This repository can be used to repeat the analyses and reproduce figures published in Gut metabolites predict Clostridioides difficile recurrence (link)
To repeat all analyses by scratch, re-run predictive analyses. This analysis will take time and it is recommended you use a cluster to take advantage of parallel computing.
To repeat all other analyses and reproduce figures, download results of predictive analysis from Zenodo (https://doi.org/10.5281/zenodo.5718584) and skip to section 2, Data analyses
Predictive analysis scripts are logistic_regression.py, random_forest.py, and cox_regression.py
These scripts can be run from the command line on any data source at any week, and can run the model with a held-out sample (i.e. to calculate the AUC/CI score with bootstrapping) or can run the model with all samples (i.e. to calculate the coefficients with bootstrapping)
The options that must be specified are:
- -o: output data path where pickle files of model results will be deposited
- -i: data source; options are:
- "metabs" for LC/MS untargeted metabolites
- "scfa" for targeted short chain fatty acids
- "16s" for 16S rRNA amplicon sequencing data (i.e. ASVs)
- "demo" for clinical/demographic variables
- Multiple data sources, where any of the above options are combinded with an underscore
- i.e. -i 'metabs_scfa' will run a model with both metabolite and SCFA data
- -week: the week predictions will be made from; options are:
- 0 for pre-treatment
- 1 for week 1
- 2 for week 2
- -ix: sample to hold out (if -type == 'auc')
- -type whether to hold out the sample number specified by -ix in order to calculate an AUC/CI on an N-1 data set (useful to obtain a variance over AUC/CI scores); options are:
- 'auc' (to hold out the sample specified by -ix)

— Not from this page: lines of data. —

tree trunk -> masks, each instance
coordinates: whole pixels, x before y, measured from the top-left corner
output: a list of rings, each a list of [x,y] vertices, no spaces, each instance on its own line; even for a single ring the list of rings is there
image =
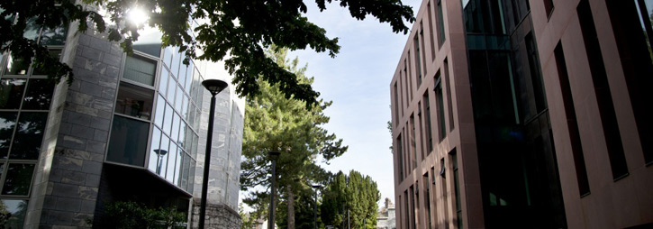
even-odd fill
[[[287,229],[295,229],[295,193],[293,193],[292,186],[286,187],[286,195],[288,201],[288,227]]]

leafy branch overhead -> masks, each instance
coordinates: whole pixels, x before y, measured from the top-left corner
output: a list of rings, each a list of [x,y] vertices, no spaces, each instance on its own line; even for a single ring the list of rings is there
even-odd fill
[[[179,46],[189,59],[224,60],[225,68],[233,75],[236,91],[240,96],[256,96],[260,93],[259,79],[278,85],[286,98],[295,97],[317,104],[319,93],[310,84],[300,82],[297,77],[277,66],[264,50],[275,43],[291,50],[308,47],[318,52],[328,52],[331,57],[340,50],[338,38],[329,38],[326,31],[302,16],[307,7],[303,0],[83,0],[88,5],[105,7],[107,22],[94,7],[76,5],[74,1],[41,0],[0,1],[5,9],[0,42],[3,51],[11,50],[14,56],[34,58],[37,65],[51,66],[50,78],[59,80],[70,75],[72,69],[66,64],[55,63],[47,49],[34,41],[25,39],[23,32],[27,20],[36,18],[35,24],[53,29],[79,22],[84,32],[89,23],[108,38],[120,41],[128,53],[132,44],[138,40],[138,30],[143,25],[126,23],[127,12],[134,7],[149,14],[148,25],[159,28],[163,33],[164,46]],[[381,23],[390,23],[393,32],[406,33],[409,28],[404,21],[414,22],[413,10],[400,0],[340,0],[340,5],[349,10],[352,17],[362,20],[367,15]],[[315,0],[321,11],[326,9],[331,0]],[[57,5],[56,5],[57,4]],[[58,10],[52,10],[59,7]],[[14,13],[18,13],[15,14]],[[199,22],[191,26],[188,19]]]

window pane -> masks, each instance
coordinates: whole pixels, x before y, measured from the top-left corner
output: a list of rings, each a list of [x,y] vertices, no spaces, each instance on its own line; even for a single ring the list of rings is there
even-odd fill
[[[161,78],[159,80],[159,92],[164,96],[166,96],[166,89],[168,88],[168,78],[169,78],[169,72],[168,69],[161,68]]]
[[[48,110],[52,101],[54,84],[46,78],[32,78],[27,85],[27,94],[23,99],[23,110]]]
[[[133,44],[134,50],[159,57],[161,54],[161,32],[157,28],[147,27],[139,31],[139,41]]]
[[[157,163],[161,160],[159,155],[165,155],[168,151],[161,151],[159,148],[161,142],[161,131],[159,128],[154,127],[152,130],[152,142],[150,144],[150,161],[148,162],[148,169],[150,171],[157,171]]]
[[[11,163],[7,168],[3,195],[27,196],[30,194],[34,164]]]
[[[168,153],[168,169],[166,169],[166,179],[170,183],[175,182],[175,163],[177,163],[177,146],[170,143],[170,151]]]
[[[172,132],[170,132],[170,140],[172,142],[178,143],[179,142],[179,114],[175,113],[172,119]]]
[[[163,114],[166,108],[166,100],[161,95],[157,96],[157,112],[154,114],[154,124],[159,128],[163,127]]]
[[[11,159],[37,160],[43,140],[48,113],[23,112],[11,149]]]
[[[57,60],[61,60],[61,50],[60,49],[53,49],[53,50],[48,50],[50,52],[50,55],[54,57]],[[34,72],[32,73],[32,75],[47,75],[48,73],[46,70],[42,69],[34,68]]]
[[[181,148],[177,148],[177,161],[175,162],[175,177],[173,178],[173,180],[175,180],[175,185],[181,186],[181,165],[183,164],[184,160],[184,151],[181,150]]]
[[[154,91],[121,82],[115,112],[132,117],[150,119],[152,113]]]
[[[14,58],[12,55],[7,57],[7,71],[5,75],[26,75],[27,69],[30,68],[30,60],[22,58]]]
[[[166,168],[168,165],[168,153],[169,151],[168,146],[170,145],[170,139],[166,134],[161,135],[161,147],[160,155],[159,156],[159,162],[157,166],[156,173],[161,177],[166,177]],[[164,152],[165,151],[165,152]]]
[[[122,78],[134,82],[154,86],[154,74],[157,70],[157,61],[137,55],[127,56],[124,63]]]
[[[23,228],[27,214],[27,200],[23,199],[0,199],[0,211],[5,216],[5,228]]]
[[[6,159],[18,113],[0,112],[0,159]],[[0,172],[1,169],[0,169]],[[0,176],[1,177],[1,176]]]
[[[106,160],[143,167],[149,130],[148,123],[114,115]]]
[[[66,34],[68,31],[68,28],[64,26],[59,26],[55,29],[44,28],[39,42],[41,45],[64,45],[66,44]]]
[[[175,114],[172,106],[169,104],[166,104],[166,116],[163,118],[163,132],[168,134],[170,134],[170,128],[172,127],[172,114]]]
[[[26,82],[25,79],[18,78],[0,81],[0,109],[18,109],[21,106]]]

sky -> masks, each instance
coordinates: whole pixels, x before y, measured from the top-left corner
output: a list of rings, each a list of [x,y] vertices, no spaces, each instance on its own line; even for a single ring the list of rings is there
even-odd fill
[[[417,14],[419,0],[404,0]],[[382,203],[395,202],[392,135],[387,130],[390,113],[390,80],[408,36],[394,33],[389,23],[369,16],[363,21],[351,17],[337,4],[320,12],[314,3],[305,1],[308,20],[327,31],[329,38],[339,38],[340,53],[313,50],[295,50],[288,58],[308,65],[306,75],[314,77],[313,89],[321,98],[333,101],[324,114],[331,117],[324,127],[343,140],[349,150],[322,167],[332,172],[355,169],[370,176],[378,186]],[[409,28],[412,24],[406,23]]]

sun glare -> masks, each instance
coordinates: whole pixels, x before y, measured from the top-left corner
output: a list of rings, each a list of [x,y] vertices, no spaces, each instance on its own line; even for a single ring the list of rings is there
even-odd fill
[[[141,8],[132,8],[127,12],[127,20],[132,23],[141,25],[148,21],[148,14]]]

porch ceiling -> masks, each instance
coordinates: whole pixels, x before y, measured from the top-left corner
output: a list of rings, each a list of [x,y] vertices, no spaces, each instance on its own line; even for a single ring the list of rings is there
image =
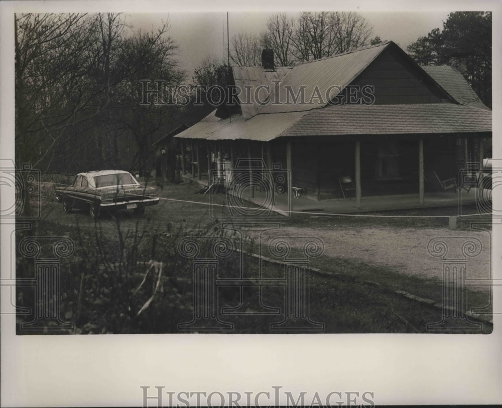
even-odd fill
[[[491,131],[491,111],[472,105],[345,105],[314,110],[277,137]]]

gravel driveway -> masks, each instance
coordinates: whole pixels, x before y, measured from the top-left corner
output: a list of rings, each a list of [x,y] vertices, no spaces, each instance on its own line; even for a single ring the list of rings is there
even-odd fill
[[[433,238],[469,237],[481,242],[482,250],[476,257],[467,259],[468,279],[489,279],[490,277],[491,239],[485,231],[449,231],[438,229],[398,229],[385,227],[328,230],[283,227],[271,230],[268,237],[316,237],[324,244],[324,255],[334,258],[352,258],[379,266],[393,267],[403,274],[442,279],[441,257],[431,255],[427,244]],[[460,254],[463,242],[454,240],[449,248],[452,256]],[[450,240],[450,242],[451,240]],[[295,240],[291,241],[294,245]],[[486,290],[485,287],[471,287],[475,290]]]

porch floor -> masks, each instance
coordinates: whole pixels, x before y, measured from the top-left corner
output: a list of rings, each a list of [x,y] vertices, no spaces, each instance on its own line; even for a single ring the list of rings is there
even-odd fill
[[[185,174],[183,177],[187,179],[198,182],[201,185],[208,184],[207,175],[203,175],[199,180],[191,174]],[[330,198],[320,201],[306,197],[293,197],[291,199],[291,210],[294,212],[305,213],[318,213],[322,214],[347,214],[355,213],[365,213],[374,211],[389,211],[397,210],[410,210],[434,207],[450,207],[461,205],[475,205],[477,189],[472,187],[467,192],[461,189],[457,192],[441,191],[439,192],[426,192],[424,196],[424,203],[419,202],[419,194],[394,194],[387,195],[363,196],[361,199],[361,207],[356,207],[356,199],[353,197],[343,198]],[[267,202],[270,205],[271,200],[267,199],[266,191],[255,191],[254,197],[252,197],[248,189],[244,190],[241,198],[257,204],[264,206]],[[274,197],[272,210],[278,213],[284,213],[288,210],[288,194],[275,194]]]

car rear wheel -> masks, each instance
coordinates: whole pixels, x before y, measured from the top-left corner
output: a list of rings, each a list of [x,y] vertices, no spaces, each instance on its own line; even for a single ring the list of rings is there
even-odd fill
[[[90,204],[89,205],[89,214],[93,219],[96,220],[99,217],[99,206],[95,204]]]
[[[67,214],[71,212],[71,204],[67,199],[63,200],[63,211]]]
[[[138,207],[133,210],[133,214],[135,216],[141,216],[145,214],[145,207]]]

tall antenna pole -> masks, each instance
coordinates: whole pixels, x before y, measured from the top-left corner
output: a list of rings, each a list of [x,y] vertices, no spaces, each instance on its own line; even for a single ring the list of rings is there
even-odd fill
[[[228,80],[227,84],[226,91],[228,92],[230,91],[230,33],[228,28],[228,12],[226,12],[226,56],[228,60]],[[232,121],[232,107],[230,101],[228,103],[228,118],[230,121]]]

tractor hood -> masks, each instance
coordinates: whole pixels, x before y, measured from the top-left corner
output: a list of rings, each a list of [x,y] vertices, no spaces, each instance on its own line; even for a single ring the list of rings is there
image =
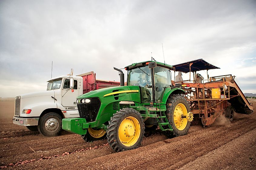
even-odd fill
[[[78,99],[97,97],[102,101],[105,99],[116,101],[140,102],[140,88],[138,86],[118,86],[91,91],[77,97]]]

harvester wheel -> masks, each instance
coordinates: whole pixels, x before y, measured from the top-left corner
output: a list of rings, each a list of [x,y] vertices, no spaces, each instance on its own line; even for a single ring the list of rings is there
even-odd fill
[[[144,136],[143,119],[133,109],[124,108],[117,112],[108,121],[107,127],[108,142],[117,152],[138,148]]]
[[[169,97],[166,102],[165,114],[173,130],[169,132],[169,136],[178,136],[187,134],[190,122],[185,117],[190,111],[189,106],[184,97],[178,95]]]
[[[88,128],[87,132],[85,135],[81,135],[84,140],[87,142],[94,140],[103,139],[107,135],[106,131],[104,129],[97,130],[94,128]]]
[[[232,121],[234,119],[235,115],[235,110],[232,106],[229,106],[227,107],[225,112],[225,116],[230,119],[230,121]]]

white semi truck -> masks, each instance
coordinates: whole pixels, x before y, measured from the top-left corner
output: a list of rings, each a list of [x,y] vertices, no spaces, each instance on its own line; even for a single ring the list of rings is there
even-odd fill
[[[120,82],[96,80],[91,72],[73,76],[53,78],[48,81],[46,91],[21,95],[15,98],[14,124],[26,126],[43,135],[58,135],[63,118],[79,117],[76,98],[99,88],[119,85]]]

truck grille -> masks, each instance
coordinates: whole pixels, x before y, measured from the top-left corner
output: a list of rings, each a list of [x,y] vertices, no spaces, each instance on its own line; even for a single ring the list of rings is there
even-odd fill
[[[19,116],[20,113],[21,97],[17,96],[15,99],[15,107],[14,109],[14,116]]]
[[[91,100],[91,102],[89,104],[80,103],[77,104],[80,117],[85,118],[88,122],[95,121],[101,106],[98,98],[92,98]]]

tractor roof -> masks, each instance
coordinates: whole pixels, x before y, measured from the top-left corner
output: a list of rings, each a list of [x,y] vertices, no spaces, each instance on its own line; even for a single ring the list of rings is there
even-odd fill
[[[220,69],[212,64],[208,63],[202,59],[193,60],[181,64],[174,65],[173,69],[175,71],[180,72],[187,73],[189,72],[189,65],[191,66],[191,70],[194,72],[200,70],[210,70]]]
[[[134,68],[140,67],[143,67],[144,66],[147,66],[147,64],[146,64],[146,63],[148,62],[151,63],[151,62],[154,62],[154,61],[147,61],[143,62],[141,62],[140,63],[134,63],[133,64],[132,64],[131,65],[128,66],[126,66],[126,67],[125,67],[125,70],[129,70]],[[158,61],[156,61],[155,62],[156,63],[157,66],[161,66],[162,67],[168,68],[170,69],[173,69],[172,66],[171,66],[171,65],[169,65],[168,64],[165,64],[164,63],[161,63],[160,62],[158,62]]]

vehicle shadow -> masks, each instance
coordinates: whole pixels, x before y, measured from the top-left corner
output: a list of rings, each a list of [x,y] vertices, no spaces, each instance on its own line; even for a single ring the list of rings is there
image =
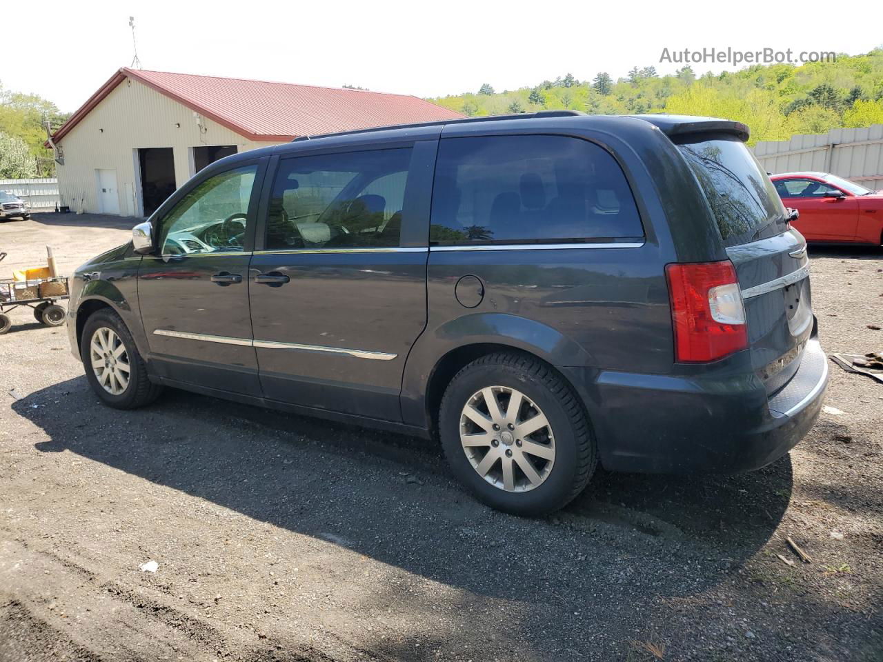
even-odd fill
[[[63,228],[103,228],[132,229],[144,219],[134,216],[113,216],[106,214],[57,214],[43,212],[31,214],[31,222]]]
[[[660,556],[674,574],[658,591],[701,591],[766,543],[792,487],[787,457],[729,477],[601,471],[569,508],[531,520],[475,502],[453,483],[435,444],[402,435],[171,389],[152,407],[119,411],[98,404],[82,377],[11,406],[45,431],[49,440],[35,445],[42,452],[67,450],[410,573],[505,599],[537,591],[555,602],[584,591],[591,601],[599,583],[630,600],[655,599],[646,587],[658,585]],[[499,561],[507,559],[517,560],[502,572]],[[702,560],[701,571],[691,560]]]

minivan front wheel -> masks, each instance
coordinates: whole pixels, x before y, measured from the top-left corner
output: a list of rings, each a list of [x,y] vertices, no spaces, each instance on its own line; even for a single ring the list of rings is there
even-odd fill
[[[597,464],[577,395],[526,355],[492,354],[463,368],[445,391],[439,425],[455,475],[479,500],[517,515],[563,507]]]
[[[156,399],[160,387],[147,379],[135,342],[116,312],[102,309],[93,313],[86,320],[79,345],[86,379],[106,404],[129,410]]]

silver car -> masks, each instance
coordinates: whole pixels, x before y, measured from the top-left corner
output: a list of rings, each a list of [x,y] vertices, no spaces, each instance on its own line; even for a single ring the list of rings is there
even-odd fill
[[[31,207],[12,192],[0,191],[0,218],[13,217],[26,221],[31,217]]]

- 'coef' (to not hold out any data)
Ex: run random forest on metabolites and SCFA data at week 1 with the fourth sample held out:
python3 ./random_forest.py -o 'output' -i 'metabs_SCFA' -week 1 -type 'auc' -ix 4
Ex: run cox regression on 16s sequencing data and clinical/demographic data at pre-treatment
with no samples held out:
python3 ./cox_regression.py -o 'output' -i '16s_demo' -week 0 -type 'coef' -ix 4
To run multiple held-out samples at once and/or multiple data sources, use dispatcher.py (if running on a remote server with LSF job submission) or dispatcher_local.py (if running on a local computer)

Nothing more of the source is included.